Top Story: Windows flaw lets hackers exploit your PC without a trace

"Do you want to allow the following program to make changes to this computer?"

Any Windows user has probably seen more than his or her fair share of prompts like these.

It may be annoying at times but this is part of the User Account Control (UAC) security system of Windows XP through Windows 10. It prevents programs and processes from making unauthorized changes to your computer without approval from an administrator.

It's vital that you leave this enabled so you'll have another level of protection against malicious software that's attempting to do system-wide modifications to your machine. Without UAC prompts, malware can automatically make changes to your PC unhindered.

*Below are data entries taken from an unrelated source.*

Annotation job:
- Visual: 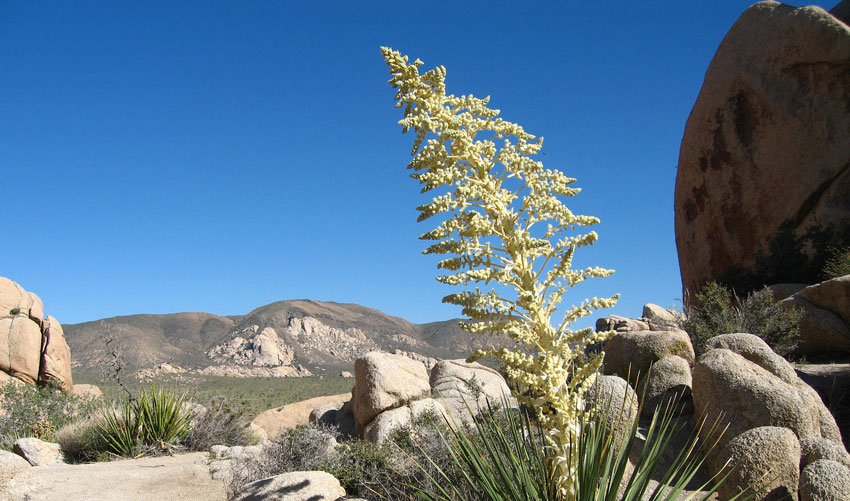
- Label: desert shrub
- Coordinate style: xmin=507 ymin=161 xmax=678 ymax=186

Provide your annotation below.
xmin=183 ymin=399 xmax=254 ymax=451
xmin=717 ymin=220 xmax=850 ymax=296
xmin=56 ymin=416 xmax=108 ymax=463
xmin=227 ymin=424 xmax=337 ymax=494
xmin=413 ymin=384 xmax=752 ymax=501
xmin=822 ymin=247 xmax=850 ymax=280
xmin=682 ymin=282 xmax=802 ymax=357
xmin=97 ymin=386 xmax=194 ymax=457
xmin=0 ymin=382 xmax=96 ymax=450
xmin=228 ymin=413 xmax=480 ymax=499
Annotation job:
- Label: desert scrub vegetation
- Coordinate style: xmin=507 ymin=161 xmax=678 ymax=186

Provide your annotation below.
xmin=0 ymin=382 xmax=96 ymax=451
xmin=822 ymin=247 xmax=850 ymax=280
xmin=682 ymin=282 xmax=803 ymax=358
xmin=413 ymin=390 xmax=752 ymax=501
xmin=228 ymin=413 xmax=483 ymax=499
xmin=0 ymin=383 xmax=257 ymax=462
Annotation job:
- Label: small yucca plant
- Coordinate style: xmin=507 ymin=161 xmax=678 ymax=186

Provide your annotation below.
xmin=136 ymin=385 xmax=195 ymax=446
xmin=98 ymin=386 xmax=195 ymax=457
xmin=412 ymin=388 xmax=752 ymax=501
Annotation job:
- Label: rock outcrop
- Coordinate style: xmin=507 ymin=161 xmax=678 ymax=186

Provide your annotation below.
xmin=800 ymin=459 xmax=850 ymax=501
xmin=779 ymin=275 xmax=850 ymax=356
xmin=0 ymin=277 xmax=74 ymax=391
xmin=310 ymin=352 xmax=515 ymax=443
xmin=13 ymin=437 xmax=65 ymax=466
xmin=351 ymin=352 xmax=431 ymax=427
xmin=251 ymin=393 xmax=351 ymax=438
xmin=714 ymin=426 xmax=800 ymax=501
xmin=602 ymin=330 xmax=694 ymax=379
xmin=675 ymin=2 xmax=850 ymax=294
xmin=430 ymin=360 xmax=516 ymax=420
xmin=693 ymin=344 xmax=841 ymax=443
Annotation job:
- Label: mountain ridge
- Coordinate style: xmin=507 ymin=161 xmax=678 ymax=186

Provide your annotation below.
xmin=63 ymin=299 xmax=492 ymax=370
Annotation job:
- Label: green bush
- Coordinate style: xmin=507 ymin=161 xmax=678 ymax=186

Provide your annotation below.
xmin=183 ymin=399 xmax=255 ymax=451
xmin=228 ymin=414 xmax=473 ymax=499
xmin=0 ymin=382 xmax=96 ymax=450
xmin=682 ymin=282 xmax=802 ymax=357
xmin=823 ymin=247 xmax=850 ymax=280
xmin=717 ymin=220 xmax=850 ymax=295
xmin=97 ymin=386 xmax=195 ymax=457
xmin=414 ymin=388 xmax=751 ymax=501
xmin=56 ymin=416 xmax=108 ymax=463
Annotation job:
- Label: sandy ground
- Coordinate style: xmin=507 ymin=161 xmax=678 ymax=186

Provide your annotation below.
xmin=0 ymin=452 xmax=227 ymax=501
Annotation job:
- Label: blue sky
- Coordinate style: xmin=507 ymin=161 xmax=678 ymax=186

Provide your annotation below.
xmin=0 ymin=0 xmax=832 ymax=323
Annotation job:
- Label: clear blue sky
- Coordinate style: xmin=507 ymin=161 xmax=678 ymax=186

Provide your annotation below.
xmin=0 ymin=0 xmax=837 ymax=323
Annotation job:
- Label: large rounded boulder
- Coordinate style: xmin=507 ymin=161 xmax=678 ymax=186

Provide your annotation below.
xmin=674 ymin=2 xmax=850 ymax=294
xmin=693 ymin=349 xmax=841 ymax=448
xmin=351 ymin=351 xmax=431 ymax=426
xmin=714 ymin=426 xmax=800 ymax=501
xmin=430 ymin=360 xmax=514 ymax=420
xmin=602 ymin=330 xmax=694 ymax=381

But is Windows UAC reliable? Not exactly says security researcher Matt Nelson. According to Threatpost, he found an exploit that could totally bypass UAC and run high-level commands including malicious scripts without leaving any trace nor evidence.

Since this exploit does not involve any malware installed nor any files dropped, Nelson says that not even security solutions like antivirus software could detect this type of attack.

The vulnerability he discovered is in Windows' own Event Viewer, the feature that lets users review system event logs. He exploited this process (eventvwr.exe) to hijack the Microsoft Management Console via registry processes and then launch a Powershell session.

Within Powershell, he could then run any arbitrary code he desires without leaving a single trace. Due to the nature of this attack, aside from antivirus and computer forensics tools, it may even slip through other system administrators undetected.